1Transactional Analysis psychotherapy.
2Brave New World Revisited – revisitado, no sentido de revisado. N.T.
3Cumulative Report
4No original: “[...] the pendulum swung in the other direction.” N.T.
5Endereço: http://en.wikipedia.org/wiki/the_Little_Albert_experiment
6Ver a passagem referente em DAVIDOFF, Linda. Introdução à Psicologia. 3ª edição. São Paulo : Makron, 2001. p. 106. N.T.
7Ver: http://a-s.clayton.edu/mccarty/PSYC3540/Web%20links/watson.html
8I Am the Mother of a Behaviorist’s Sons
9It’s all in the Upbringing – Ver: http://www.jhu.edu/%7Ejhumag/0400web/35.html
10Ver: http://www.mariettehartley.com
11Breaking the Silence
12The Psychological Care of Infant and Child
13American Foundation for Suicide Prevention
14If You Get to Bethlehem, You’ve Gone Too Far
15Ver: http://www.sonoma.edu/users/d/daniels/Watson.html
16Air Crib / ‘heir conditioner’.
17Ver: http://books.guardian.co.uk/departments/healthmindandbody/story/0,6000,1168052,00.html
18Ver: http://www3.uakron.edu/ahap/apparatus/apparatus.phtml?code_id=6&app_id=306

Fonte
RoboThink blog.
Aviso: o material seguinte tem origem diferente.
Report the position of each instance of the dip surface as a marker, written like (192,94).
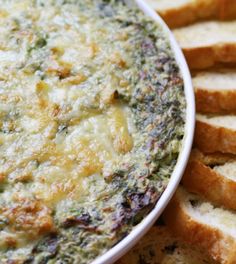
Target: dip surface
(92,118)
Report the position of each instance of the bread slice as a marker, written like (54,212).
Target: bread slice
(179,13)
(212,176)
(208,44)
(202,224)
(216,133)
(160,246)
(215,92)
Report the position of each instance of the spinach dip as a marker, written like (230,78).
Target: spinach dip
(92,118)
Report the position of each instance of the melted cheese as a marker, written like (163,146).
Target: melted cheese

Disponível em: http://robothink.blogspot.com/2005/09/long-dark-night-ofbehaviorism.html Acesso em: 08 de outubro de 2007.

4 comentários:

skox disse...

A qui está o que houve com o Pequeno Albert [agora conhecido realmente como Douglas Merritte]. Ele morreu com 6 anos:

http://www.apa.org/monitor/2010/01/little-albert.aspx

http://scienceblogs.com.br/100nexos/2009/11/o_triste_fim_do_pequeno_albert/

Enfim, isso é tudo ...

Tchau e ótimo blog !!!!

skox disse...

Este Pequeno Albert é um pseudônimo de Douglas Merritte [faleceu aos 6 anos de idade]. Veja:

http://scienceblogs.com.br/100nexos/2009/11/o_triste_fim_do_pequeno_albert/

Anônimo disse...

Obrigado por diminuir a credibilidade da psicologia! É disso que precisamos sem dúvidas!

Psicólogo Cláudio Drews disse...

Palavra afiada: obrigado pelo comentário, acho que este antigo post necessita de esclarecimentos.